Everything is fine and both method find my wireless network and I can get onto the internet without any complicated set up. I have navigated around the applications and all looks fine.
I have set my bios to boot from hard drive and CD. However when I come to restart Unbutu fails to boot/ start up. The SCSI hard drive is relatively small at 20GB.
What am I doing wrong?
David Bate
Mmm, the key may be the use of the word SCSI (!)
SCSI is "generally" reserved for servers so I could quite imagine that the SCSI drivers are not loaded by default for a "desktop" Linux installation. The first thing I'd try is manual activation of the SCSI drivers at boot time ...

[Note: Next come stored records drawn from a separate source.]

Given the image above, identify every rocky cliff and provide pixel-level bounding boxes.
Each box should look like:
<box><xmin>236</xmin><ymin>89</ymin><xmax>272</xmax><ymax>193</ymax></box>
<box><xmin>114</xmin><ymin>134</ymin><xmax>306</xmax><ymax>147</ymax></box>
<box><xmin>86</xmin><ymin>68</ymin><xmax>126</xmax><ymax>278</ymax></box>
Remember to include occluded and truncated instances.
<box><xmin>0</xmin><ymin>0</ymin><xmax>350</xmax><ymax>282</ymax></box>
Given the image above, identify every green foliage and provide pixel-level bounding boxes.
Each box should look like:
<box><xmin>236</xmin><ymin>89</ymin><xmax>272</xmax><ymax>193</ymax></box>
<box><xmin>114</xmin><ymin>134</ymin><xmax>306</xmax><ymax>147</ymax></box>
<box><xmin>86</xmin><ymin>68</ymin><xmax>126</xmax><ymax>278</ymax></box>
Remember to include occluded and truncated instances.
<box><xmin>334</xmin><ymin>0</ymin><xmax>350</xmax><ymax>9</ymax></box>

At boot time, when the "Press ESC" prompt appears, press ESC, then press "e" to edit the boot entry. Move down to the kernel/image line and press 'e', and add "doscsi" to the end of the line, then press "b" (twice?) to boot the system with that config.
If that works, edit /boot/grub/menu.lst, find the first kernel/image line and add "doscsi" to have it add this parameter automatically at boot time.
I am not sure if the Dell Optiplex GX150 BIOS is too long in the tooth. It is a cast off from a company I work with.
When booting up I get F2 Setup or F12 Boot Menu.
Pressing F2 shows that I have a
Primary Hard Drive 0
Primary Hard Drive 1
The SCSI must be the primary hard drive 0 but when boot error comes up it says no primary drive 1.
I am not sure how I can access the kernel/image line you mention.
Ubuntu will do a test on the hard drive as I can hear it whirring when running from the CD.
Maybe I should reinstall Windows 98 and run Linux in parallel? That is if the computer can recognise the SCSI drive.
Thanks for now
David Bate
See if you chose the correct patition to boot from as it could have chosen the CD drive at "setup" when integration at the end of setup occurred.
E.g. lilo.conf (on the hard drive) could have dev/ or mnt/ for removable device because you did not tell setup if you had any SCSI devices as it asks about SCSI near the beginning (you manually answer that questions although it has done some probing).
Try running the setup as an upgrade this time and manually go through the checkbox systems carefully (although depending how the setup is done you may or may not need to add{name} partitions to be present or redo the partitions {not usually though}).